During van der Vaart’s tenure with the think tank, he argued that global warming is not an “existential threat,” called the Green New Deal “radical and job-killing,” opposed a federal law to set limits on carbon pollution from power plants, and railed against battery storage, which is now the second largest source of new capacity additions to the grid. He also misleadingly characterized nuclear power as the “cleanest, cheapest” source of energy – even as new nuclear projects ran up massive cost overruns in Georgia and were abandoned amid scandal in South Carolina, where utility customers continue to pay billions for the failed project.

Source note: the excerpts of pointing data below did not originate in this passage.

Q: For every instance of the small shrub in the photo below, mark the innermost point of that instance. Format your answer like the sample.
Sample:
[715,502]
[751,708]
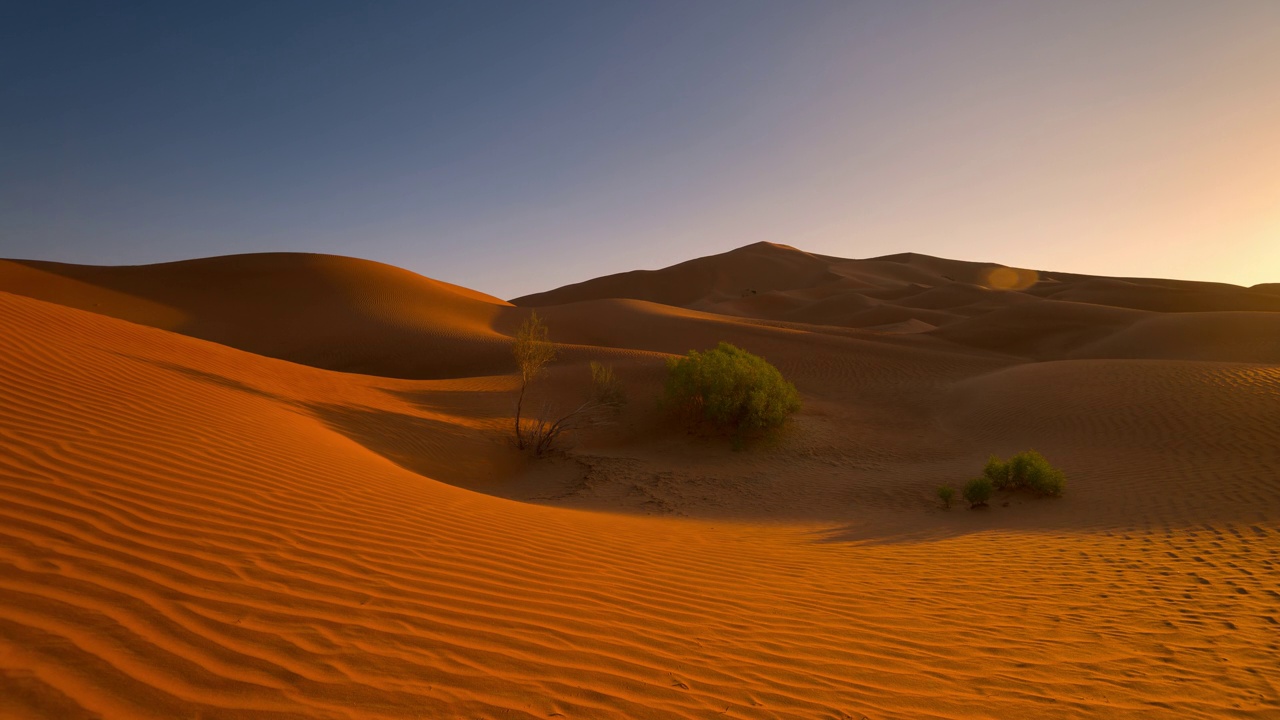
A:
[946,493]
[1038,475]
[978,491]
[1027,469]
[730,388]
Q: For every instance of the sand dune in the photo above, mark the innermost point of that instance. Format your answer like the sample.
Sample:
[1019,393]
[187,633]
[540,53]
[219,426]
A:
[336,313]
[201,518]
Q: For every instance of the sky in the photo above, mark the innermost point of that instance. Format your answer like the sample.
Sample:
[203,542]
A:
[513,147]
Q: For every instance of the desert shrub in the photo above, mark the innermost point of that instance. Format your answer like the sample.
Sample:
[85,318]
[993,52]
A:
[730,388]
[946,493]
[1033,472]
[978,491]
[1027,469]
[533,350]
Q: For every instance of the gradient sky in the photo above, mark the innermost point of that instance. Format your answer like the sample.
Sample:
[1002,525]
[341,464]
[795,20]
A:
[517,146]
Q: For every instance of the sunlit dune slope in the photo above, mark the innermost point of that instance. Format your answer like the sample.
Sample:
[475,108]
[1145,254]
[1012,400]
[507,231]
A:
[1024,314]
[323,310]
[187,529]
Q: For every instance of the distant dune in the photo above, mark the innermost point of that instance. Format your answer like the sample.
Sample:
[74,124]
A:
[280,486]
[321,310]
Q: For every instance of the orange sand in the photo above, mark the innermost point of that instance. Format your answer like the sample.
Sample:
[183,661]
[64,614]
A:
[192,529]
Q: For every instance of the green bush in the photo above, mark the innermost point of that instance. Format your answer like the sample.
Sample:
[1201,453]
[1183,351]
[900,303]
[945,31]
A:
[606,387]
[945,495]
[978,491]
[730,388]
[1027,469]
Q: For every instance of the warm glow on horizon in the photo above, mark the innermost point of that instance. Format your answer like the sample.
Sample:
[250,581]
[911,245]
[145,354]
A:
[556,144]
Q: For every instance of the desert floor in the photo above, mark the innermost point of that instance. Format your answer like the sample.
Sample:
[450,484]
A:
[282,486]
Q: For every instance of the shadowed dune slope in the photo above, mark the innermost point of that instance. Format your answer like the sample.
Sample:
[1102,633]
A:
[187,529]
[321,310]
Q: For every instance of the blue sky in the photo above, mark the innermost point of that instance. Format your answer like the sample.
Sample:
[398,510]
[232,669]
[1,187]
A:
[517,146]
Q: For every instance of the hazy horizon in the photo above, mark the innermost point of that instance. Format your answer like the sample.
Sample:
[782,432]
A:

Documents filed with the NCUC as part of a 2023 rate hike proceeding revealed that the John Locke Foundation received $25,000 directly from Duke Energy’s corporate coffers in June 2021. Soon after, the think tank published research attacking former Gov. Cooper’s plans for offshore wind energy, arguing instead for more methane gas and nuclear power plants. Duke and the John Locke Foundation have refused to reveal the full extent of their financial ties.

Several months after leaving the think tank, van der Vaart was appointed to lead the state Office of Administrative Hearings, which reviews cases from people, businesses, and organizations challenging decisions made by state agencies. The appointment itself raised eyebrows, as van der Vaart had a law degree but “no apparent record of trying cases or practicing law,” according to The Assembly. Critics highlighted how he has politicized the office, appointing Republican associates as judges rather than advertising jobs externally and having a screening committee review the applications, as his predecessor did. If van der Vaart is confirmed to the NCUC, he would have to resign his judgeship.

(Photo of Donald van der Vaart, at left, being sworn in as head of the North Carolina Office of Administrative Hearings in 2021. Photo from the North Carolina Judicial Branch.)